Essential Concepts of Big Data and Hadoop
Last updated on 01st Oct 2020, Artciles, Blog
What is Hadoop?
Hadoop (the full proper name is ApacheTM Hadoop®) is an open-source framework that was created to make it easier to work with big data. It provides a method to access data that is distributed among multiple clustered computers, process the data, and manage resources across the computing and network resources that are involved. “Hadoop” commonly refers to the core technology that consists of the four main components described below, but is also frequently used in reference to the entire ecosystem of supporting technologies and applications.

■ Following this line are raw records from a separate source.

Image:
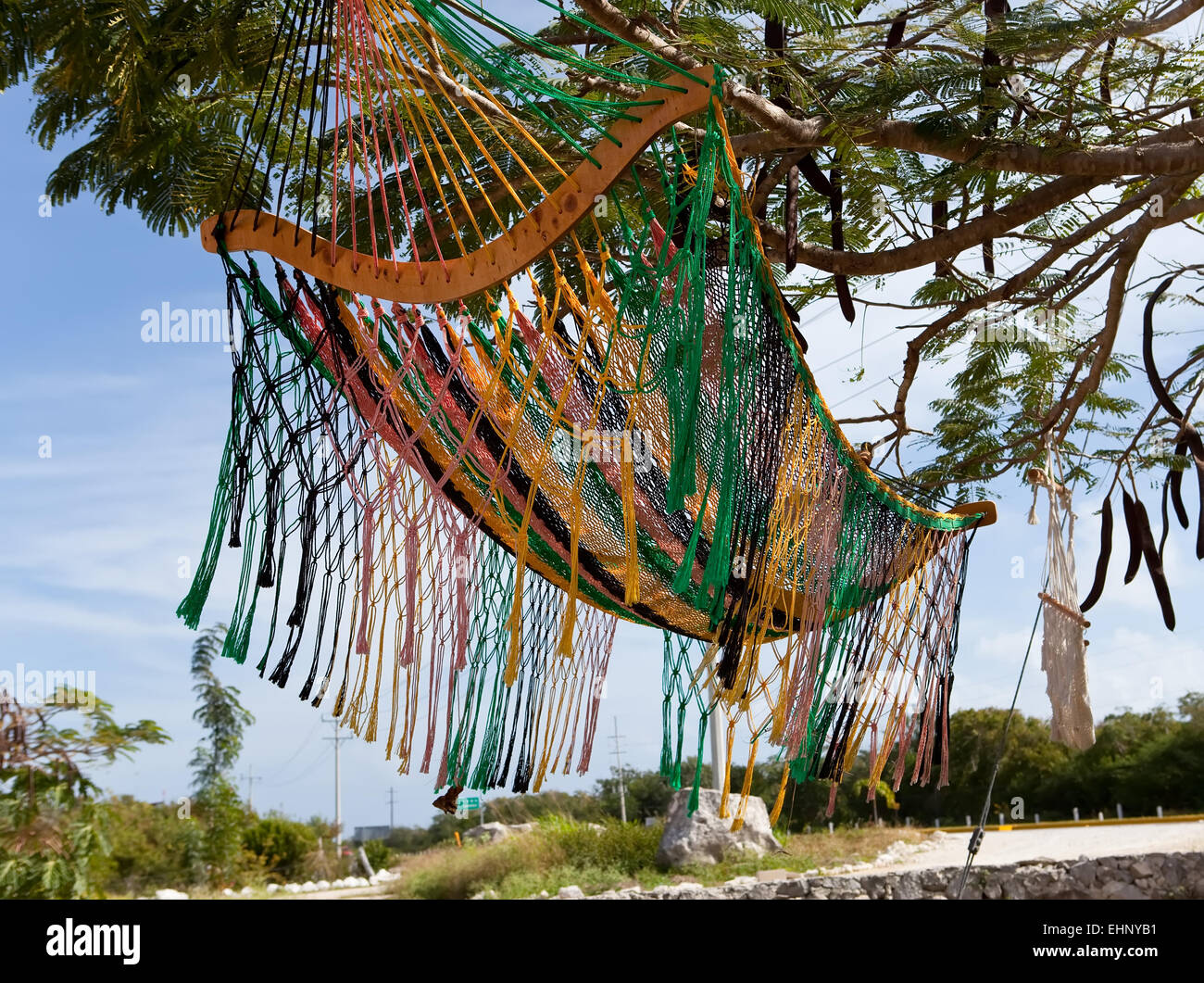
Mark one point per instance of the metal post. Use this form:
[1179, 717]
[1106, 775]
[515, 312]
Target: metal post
[338, 787]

“Hadoop” also is often used interchangeably with “big data,” but it shouldn’t be. Hadoop is a framework for working with big data. It is part of the big data ecosystem, which consists of much more than Hadoop itself.
Hadoop is a distributed framework that makes it easier to process large data sets that reside in clusters of computers. Because it is a framework, Hadoop is not a single technology or product. Instead, Hadoop is made up of four core modules that are supported by a large ecosystem of supporting technologies and products. The modules are:
Subscribe For Free Demo[contact-form-7 404 "Not Found"]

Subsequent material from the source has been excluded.